Habib Zargarpour, CG Supervisor for Episode I: One of the more difficult special effects shots in Star Wars: Episode I The Phantom Menace was in the Podrace sequence when Mars Guo's Podracer crashes into the desert floor after Sebulba throws a wrench into his left engine. The challenge was to make a physically realistic crash of this massive Podracer (the largest of the bunch both in terms of size as well as number of parts) at a speed of 600 miles an hour! We knew that we had to show all the metal and actual parts of the model bending and twisting as they get crushed. Doing these shots as miniatures would involve throwing models onto sand at 100 miles an hour and hoping some of it would end up on film, making it very expensive, or even prohibitive, without much control given the number of Podracers that had to crash. The computer model for Mars Guo's Podracer had the intricacies we needed, but we cut that up into even smaller pieces, a total of about 14,000, and an additional 100,000 pieces of smaller debris that came from inside it.

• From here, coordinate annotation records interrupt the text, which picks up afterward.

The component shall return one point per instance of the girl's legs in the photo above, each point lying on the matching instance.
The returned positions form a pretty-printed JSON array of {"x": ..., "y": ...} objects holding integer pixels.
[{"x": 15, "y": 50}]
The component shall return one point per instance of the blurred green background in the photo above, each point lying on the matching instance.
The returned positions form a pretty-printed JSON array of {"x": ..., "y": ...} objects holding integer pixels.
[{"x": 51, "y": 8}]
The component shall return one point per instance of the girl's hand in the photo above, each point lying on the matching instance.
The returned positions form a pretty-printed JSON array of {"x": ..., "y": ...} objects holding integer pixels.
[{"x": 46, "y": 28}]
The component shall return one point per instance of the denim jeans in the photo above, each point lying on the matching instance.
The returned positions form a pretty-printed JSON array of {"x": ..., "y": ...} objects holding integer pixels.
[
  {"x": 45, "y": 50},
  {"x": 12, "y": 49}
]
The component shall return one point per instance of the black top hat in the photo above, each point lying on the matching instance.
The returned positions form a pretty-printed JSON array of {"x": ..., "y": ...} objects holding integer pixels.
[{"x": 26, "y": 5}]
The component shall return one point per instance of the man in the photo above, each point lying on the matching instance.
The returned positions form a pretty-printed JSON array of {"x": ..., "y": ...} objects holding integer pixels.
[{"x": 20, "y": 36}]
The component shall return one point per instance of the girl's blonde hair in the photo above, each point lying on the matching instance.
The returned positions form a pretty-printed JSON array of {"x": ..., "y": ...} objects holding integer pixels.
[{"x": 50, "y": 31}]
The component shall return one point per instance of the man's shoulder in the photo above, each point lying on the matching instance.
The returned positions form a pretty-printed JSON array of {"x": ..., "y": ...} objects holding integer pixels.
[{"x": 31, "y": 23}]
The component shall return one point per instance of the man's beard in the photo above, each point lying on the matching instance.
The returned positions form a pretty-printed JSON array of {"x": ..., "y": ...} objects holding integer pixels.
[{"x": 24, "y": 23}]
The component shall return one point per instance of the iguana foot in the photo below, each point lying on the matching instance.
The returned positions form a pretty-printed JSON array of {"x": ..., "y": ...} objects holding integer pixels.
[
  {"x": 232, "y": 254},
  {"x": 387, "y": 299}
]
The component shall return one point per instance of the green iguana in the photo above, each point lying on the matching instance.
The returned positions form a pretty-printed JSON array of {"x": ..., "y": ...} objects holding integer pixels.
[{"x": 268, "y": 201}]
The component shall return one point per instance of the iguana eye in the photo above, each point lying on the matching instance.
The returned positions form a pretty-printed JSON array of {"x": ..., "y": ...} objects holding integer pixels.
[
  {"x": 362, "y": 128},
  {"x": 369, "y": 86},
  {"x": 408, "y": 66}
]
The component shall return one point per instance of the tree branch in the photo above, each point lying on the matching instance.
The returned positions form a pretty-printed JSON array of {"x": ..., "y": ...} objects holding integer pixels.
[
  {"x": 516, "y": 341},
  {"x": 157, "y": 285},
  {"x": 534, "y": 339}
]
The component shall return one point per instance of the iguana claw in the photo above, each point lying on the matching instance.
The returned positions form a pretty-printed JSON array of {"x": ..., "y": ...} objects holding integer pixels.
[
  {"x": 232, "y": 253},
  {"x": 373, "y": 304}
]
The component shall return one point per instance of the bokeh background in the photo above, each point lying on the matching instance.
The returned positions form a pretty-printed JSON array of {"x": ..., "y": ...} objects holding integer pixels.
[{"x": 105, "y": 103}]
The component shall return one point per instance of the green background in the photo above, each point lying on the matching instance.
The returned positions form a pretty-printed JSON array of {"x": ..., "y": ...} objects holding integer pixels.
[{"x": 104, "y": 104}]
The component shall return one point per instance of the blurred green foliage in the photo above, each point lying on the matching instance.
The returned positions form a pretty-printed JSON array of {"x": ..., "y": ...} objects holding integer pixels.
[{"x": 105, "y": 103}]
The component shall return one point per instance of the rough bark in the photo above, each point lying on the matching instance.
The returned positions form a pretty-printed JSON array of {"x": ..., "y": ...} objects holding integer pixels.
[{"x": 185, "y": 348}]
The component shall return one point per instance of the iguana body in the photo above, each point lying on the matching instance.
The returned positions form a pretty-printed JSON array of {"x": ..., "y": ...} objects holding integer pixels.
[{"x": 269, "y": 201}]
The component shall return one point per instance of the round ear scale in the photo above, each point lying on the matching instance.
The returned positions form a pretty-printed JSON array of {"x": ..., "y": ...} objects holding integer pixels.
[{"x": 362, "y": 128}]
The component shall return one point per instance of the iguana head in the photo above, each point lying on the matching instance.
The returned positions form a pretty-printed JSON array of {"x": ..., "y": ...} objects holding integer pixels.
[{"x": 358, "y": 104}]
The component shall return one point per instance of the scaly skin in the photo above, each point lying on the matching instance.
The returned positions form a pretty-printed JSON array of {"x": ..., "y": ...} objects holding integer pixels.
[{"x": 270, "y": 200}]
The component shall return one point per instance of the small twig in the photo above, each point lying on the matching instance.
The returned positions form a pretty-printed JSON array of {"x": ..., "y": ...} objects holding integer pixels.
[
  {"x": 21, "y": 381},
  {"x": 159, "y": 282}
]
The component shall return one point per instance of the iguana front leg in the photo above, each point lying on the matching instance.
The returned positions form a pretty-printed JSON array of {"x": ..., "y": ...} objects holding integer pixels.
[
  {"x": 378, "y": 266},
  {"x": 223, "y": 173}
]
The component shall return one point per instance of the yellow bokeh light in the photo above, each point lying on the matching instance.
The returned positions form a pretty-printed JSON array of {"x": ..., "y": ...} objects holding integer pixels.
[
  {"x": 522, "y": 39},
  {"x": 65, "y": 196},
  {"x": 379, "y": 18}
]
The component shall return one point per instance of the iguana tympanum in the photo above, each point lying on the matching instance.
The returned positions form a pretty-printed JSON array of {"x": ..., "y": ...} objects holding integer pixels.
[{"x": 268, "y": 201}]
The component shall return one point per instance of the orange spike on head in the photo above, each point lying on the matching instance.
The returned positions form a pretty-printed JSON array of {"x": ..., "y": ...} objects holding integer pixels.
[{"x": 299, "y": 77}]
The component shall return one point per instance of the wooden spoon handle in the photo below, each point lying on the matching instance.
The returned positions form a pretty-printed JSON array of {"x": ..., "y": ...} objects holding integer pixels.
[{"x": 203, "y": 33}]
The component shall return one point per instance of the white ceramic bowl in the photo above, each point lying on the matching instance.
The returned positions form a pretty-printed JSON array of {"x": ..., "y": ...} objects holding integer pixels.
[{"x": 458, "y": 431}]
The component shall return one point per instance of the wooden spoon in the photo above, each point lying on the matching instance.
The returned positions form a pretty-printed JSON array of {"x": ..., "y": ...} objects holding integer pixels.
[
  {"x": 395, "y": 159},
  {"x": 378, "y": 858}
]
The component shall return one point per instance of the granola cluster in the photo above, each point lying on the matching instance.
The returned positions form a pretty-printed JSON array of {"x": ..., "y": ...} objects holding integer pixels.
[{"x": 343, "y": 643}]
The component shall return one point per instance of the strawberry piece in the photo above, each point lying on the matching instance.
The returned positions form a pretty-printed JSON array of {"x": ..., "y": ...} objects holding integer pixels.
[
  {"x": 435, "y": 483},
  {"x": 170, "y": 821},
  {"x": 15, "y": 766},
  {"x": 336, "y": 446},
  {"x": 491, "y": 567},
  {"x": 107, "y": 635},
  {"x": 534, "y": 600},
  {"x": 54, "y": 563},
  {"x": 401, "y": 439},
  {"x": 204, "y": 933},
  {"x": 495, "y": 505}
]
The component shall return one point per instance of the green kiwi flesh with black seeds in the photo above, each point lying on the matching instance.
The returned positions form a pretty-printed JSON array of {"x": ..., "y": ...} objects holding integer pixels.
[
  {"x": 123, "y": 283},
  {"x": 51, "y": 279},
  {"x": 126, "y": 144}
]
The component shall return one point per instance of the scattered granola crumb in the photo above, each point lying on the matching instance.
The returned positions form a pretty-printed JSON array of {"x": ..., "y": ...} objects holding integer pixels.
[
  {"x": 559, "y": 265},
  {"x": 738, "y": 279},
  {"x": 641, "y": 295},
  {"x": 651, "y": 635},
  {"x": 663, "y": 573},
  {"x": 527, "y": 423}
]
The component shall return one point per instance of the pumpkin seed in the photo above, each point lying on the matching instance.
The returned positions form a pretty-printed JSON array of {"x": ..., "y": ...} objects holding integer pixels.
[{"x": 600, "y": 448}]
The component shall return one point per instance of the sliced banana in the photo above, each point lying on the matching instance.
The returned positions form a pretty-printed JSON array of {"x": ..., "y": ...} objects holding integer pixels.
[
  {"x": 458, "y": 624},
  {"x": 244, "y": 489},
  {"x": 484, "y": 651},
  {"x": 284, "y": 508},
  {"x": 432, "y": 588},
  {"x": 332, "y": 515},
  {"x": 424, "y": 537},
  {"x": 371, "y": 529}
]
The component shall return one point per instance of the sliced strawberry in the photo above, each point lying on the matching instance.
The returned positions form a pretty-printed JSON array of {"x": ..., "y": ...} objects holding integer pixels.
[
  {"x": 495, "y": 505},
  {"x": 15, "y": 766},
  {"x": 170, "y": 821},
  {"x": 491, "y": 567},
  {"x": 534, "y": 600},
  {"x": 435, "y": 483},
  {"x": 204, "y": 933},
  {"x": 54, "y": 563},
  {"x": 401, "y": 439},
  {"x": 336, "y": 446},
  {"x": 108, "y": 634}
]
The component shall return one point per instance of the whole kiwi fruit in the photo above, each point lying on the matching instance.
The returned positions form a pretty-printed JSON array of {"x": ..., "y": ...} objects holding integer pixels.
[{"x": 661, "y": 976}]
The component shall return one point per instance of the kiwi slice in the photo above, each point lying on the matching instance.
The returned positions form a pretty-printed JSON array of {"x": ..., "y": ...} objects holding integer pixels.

The main Podracer parts were "crashed" using a physics-based dynamic "simulation" with Maya software, including thousands of actual parts from the CG model that were torn off. We had to invent a way to make the larger metal parts crush and twist as they impacted the ground or other pieces. Then came the sand and dirt simulation with millions of particles, the smoke and flames, and sparks, all while the Podracer and the camera are traveling at over 600 miles an hour. So the number of different demolition elements combined with the level of realism and the high speeds made for a very difficult task to create this destruction shot.
Habib Zargarpour is Associate Visual Effects Supervisor at ILM. He joined the company as a technical director on The Mask, after working as an illustrator since 1981. A graduate of the University of British Columbia in Vancouver the Art Center College of Design in Pasadena, he stumbled into 3D graphics in 1990 while designing for a film and considers the medium to be "the perfect mix" of the technical and artistic worlds.